Sometimes he would bitterly inform himself that of his host’s two daughters any listener might imagine Margie, instead of her sister, the object of his affection. Margie, whose feelings and manner and enthusiasm lacked the restraint which a year or two of society will impose on an observing maiden, was as artless and effusive and affectionate as if Phil were an ideal older brother, if not a lover. Of course Margie was not in love with him; for was she not continually sounding Lucia’s praises? To her the world seemed to live and move and have its being solely for Lucia. Phil had never before seen such affection between sisters, and it seemed all the more wonderful as he recalled some frequent passages of words in which the two girls had indulged at Hayn Farm, not a half-year before. Margie seemed to have adopted him as a big brother, and it was quite delightful, as well as a new sensation, he having no sisters of his own, but he did wish that the same spirit—not exactly the same, either—might be manifested by Lucia.
Another disquieting thought came from the frequency with which Marge visited the Tramlay abode. He had heard almost too much of Marge before he ever saw him, but now he saw far more. It seemed, that Phil never could visit the Tramlays without either finding Marge already there, or having him come in just as a pleasant tête-à-tête with Lucia was fairly under way. That Marge did not approve of the cordiality with which Phil was received was quite evident, in spite of his impassive demeanor, and Phil felt none the easier that Marge showed him many courtesies, and introduced him quite freely among his club acquaintances.
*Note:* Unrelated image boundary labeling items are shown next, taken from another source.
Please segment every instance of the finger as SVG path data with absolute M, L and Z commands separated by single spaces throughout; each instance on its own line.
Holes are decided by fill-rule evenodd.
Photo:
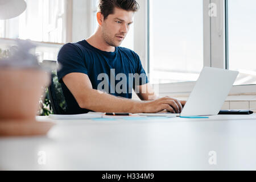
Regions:
M 179 106 L 179 109 L 180 110 L 180 111 L 181 112 L 182 109 L 183 109 L 183 107 L 182 107 L 182 105 L 180 101 L 177 99 L 174 99 L 174 101 L 175 101 L 176 104 L 177 104 L 177 105 Z
M 175 113 L 175 111 L 168 104 L 162 104 L 161 109 L 162 109 L 162 110 L 164 110 L 164 109 L 166 109 L 169 112 L 171 112 L 172 113 Z
M 177 104 L 176 104 L 175 101 L 172 100 L 166 100 L 164 101 L 163 104 L 168 104 L 170 106 L 171 106 L 175 110 L 176 113 L 180 113 L 180 111 L 179 109 L 179 106 L 177 105 Z
M 183 107 L 185 106 L 186 102 L 187 102 L 186 101 L 180 101 L 180 102 L 181 103 L 181 105 Z
M 181 110 L 183 109 L 183 107 L 182 106 L 181 103 L 180 102 L 180 101 L 179 100 L 174 98 L 170 97 L 169 96 L 166 96 L 164 97 L 164 98 L 165 98 L 166 100 L 171 100 L 174 101 L 179 107 L 179 113 L 181 112 Z

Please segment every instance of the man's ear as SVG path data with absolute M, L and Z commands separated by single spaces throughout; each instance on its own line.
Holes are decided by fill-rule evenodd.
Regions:
M 103 17 L 103 15 L 100 12 L 98 12 L 97 13 L 97 20 L 98 21 L 98 24 L 101 26 L 104 20 L 104 18 Z

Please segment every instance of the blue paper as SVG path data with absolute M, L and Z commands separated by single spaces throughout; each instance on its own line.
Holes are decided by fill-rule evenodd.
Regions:
M 208 117 L 205 116 L 180 116 L 181 118 L 209 118 Z

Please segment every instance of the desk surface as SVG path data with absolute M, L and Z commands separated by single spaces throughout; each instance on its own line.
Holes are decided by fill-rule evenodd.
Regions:
M 47 136 L 0 138 L 0 169 L 256 170 L 255 114 L 55 122 Z

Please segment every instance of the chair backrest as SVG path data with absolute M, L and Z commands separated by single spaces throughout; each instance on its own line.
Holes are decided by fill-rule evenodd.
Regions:
M 56 61 L 43 60 L 43 65 L 55 64 Z M 48 86 L 51 105 L 55 114 L 67 114 L 67 105 L 62 92 L 61 85 L 59 82 L 57 76 L 57 69 L 51 72 L 51 84 Z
Marge explained that many of these gentlemen had money and might be persuaded to purchase cottage-sites of the Haynton Bay Company; but if this was his purpose why did he not conduct the negotiations himself? Occasionally Phil suspected that there were dark designs hidden in Marge’s invitations to quiet little games at the club, and his rather sneering replies, to Phil’s refusals, that all gentlemen played cards sometimes; still, such games as he chanced to see were not for large sums, nor were they attended by any of the excitement that is supposed to make inexperienced players reckless.